In the follow-up of patients with MTC, serum calcitonin level is a crucial tumour marker. The lack of calcitonin expression in MTC raises a problem similar to the absence of thyroglobulin expression in differentiated thyroid carcinomas: the marker (calcitonin) may not represent the tumour burden and may not be useful for the follow-up.
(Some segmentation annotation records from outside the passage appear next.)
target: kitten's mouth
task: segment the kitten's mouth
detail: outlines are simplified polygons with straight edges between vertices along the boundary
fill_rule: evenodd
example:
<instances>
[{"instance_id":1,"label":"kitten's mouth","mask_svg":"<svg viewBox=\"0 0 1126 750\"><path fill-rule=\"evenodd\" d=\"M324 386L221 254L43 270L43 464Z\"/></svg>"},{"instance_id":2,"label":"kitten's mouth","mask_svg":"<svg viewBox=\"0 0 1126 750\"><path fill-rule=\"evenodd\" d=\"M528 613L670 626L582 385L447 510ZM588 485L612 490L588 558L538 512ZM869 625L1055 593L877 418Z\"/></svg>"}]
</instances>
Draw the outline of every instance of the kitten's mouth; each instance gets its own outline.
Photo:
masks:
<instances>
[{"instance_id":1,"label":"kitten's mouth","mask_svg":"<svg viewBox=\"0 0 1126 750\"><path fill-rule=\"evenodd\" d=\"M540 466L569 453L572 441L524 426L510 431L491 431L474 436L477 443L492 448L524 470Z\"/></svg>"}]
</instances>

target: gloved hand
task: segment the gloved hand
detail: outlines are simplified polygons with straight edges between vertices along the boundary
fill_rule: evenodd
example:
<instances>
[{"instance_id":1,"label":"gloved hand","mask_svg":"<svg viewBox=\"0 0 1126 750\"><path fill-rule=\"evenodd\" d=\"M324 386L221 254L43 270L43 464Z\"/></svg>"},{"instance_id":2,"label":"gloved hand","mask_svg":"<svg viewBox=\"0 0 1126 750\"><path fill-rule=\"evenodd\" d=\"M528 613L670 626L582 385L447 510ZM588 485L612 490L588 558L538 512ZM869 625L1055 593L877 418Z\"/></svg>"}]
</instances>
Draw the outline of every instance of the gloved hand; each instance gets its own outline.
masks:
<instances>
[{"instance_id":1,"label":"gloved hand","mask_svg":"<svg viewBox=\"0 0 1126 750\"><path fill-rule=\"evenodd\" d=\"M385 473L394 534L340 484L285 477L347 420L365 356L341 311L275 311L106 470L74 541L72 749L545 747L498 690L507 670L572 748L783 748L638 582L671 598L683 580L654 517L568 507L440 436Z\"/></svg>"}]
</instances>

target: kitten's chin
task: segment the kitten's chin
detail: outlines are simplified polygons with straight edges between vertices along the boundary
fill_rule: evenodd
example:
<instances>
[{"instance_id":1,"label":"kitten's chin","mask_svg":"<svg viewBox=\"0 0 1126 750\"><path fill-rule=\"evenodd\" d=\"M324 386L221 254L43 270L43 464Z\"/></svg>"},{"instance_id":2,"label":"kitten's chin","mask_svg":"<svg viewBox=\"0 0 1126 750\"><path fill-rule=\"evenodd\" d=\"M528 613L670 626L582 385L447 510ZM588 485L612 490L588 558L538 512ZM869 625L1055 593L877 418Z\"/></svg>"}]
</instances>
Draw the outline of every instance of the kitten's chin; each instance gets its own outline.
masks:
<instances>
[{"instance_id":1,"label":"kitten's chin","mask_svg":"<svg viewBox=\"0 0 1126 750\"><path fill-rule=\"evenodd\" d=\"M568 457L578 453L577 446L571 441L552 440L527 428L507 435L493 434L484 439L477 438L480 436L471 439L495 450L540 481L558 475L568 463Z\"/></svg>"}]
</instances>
Lymphomas of the thyroid, including MALT-type B-cell lymphoma, T-cell lymphoma and follicular lymphoma , disclose also a small cell phenotype but are less frequent than the diffuse large B-cell lymphoma composed of larger lymphoid cells. Lymphomas may involve the thyroid as part of a systemic disease or, rarely, as a primary disease originating in the thyroid (primary lymphoma) [12]. Many patients are elderly women that complain of a rapidly growing mass and compressive symptom, simulating an anaplastic thyroid carcinoma. The histological features of each lymphoma type in the thyroid are similar to those of corresponding lymphomas in other locations. The overall destruction of the thyroid architecture and the prominent lymphoepithelial lesions, together with the coexistence of plasma cell differentiation, are morphological clues that favour the diagnosis of MALT-type B-cell lymphoma against the alternative diagnosis of florid Hashimoto thyroiditis (Figs. 4.6, 4.7 and 4.8). In most cases, the diagnosis of lymphoma involving the thyroid can be made by FNAB and flow cytometry. The case illustrated in Fig. 4.5 is from a 58-year-old female with an enlarged thyroid without nodules and a diagnosis of MALT-type B-cell lymphoma primary of the thyroid. No other foci of lymphoma were found in the patient.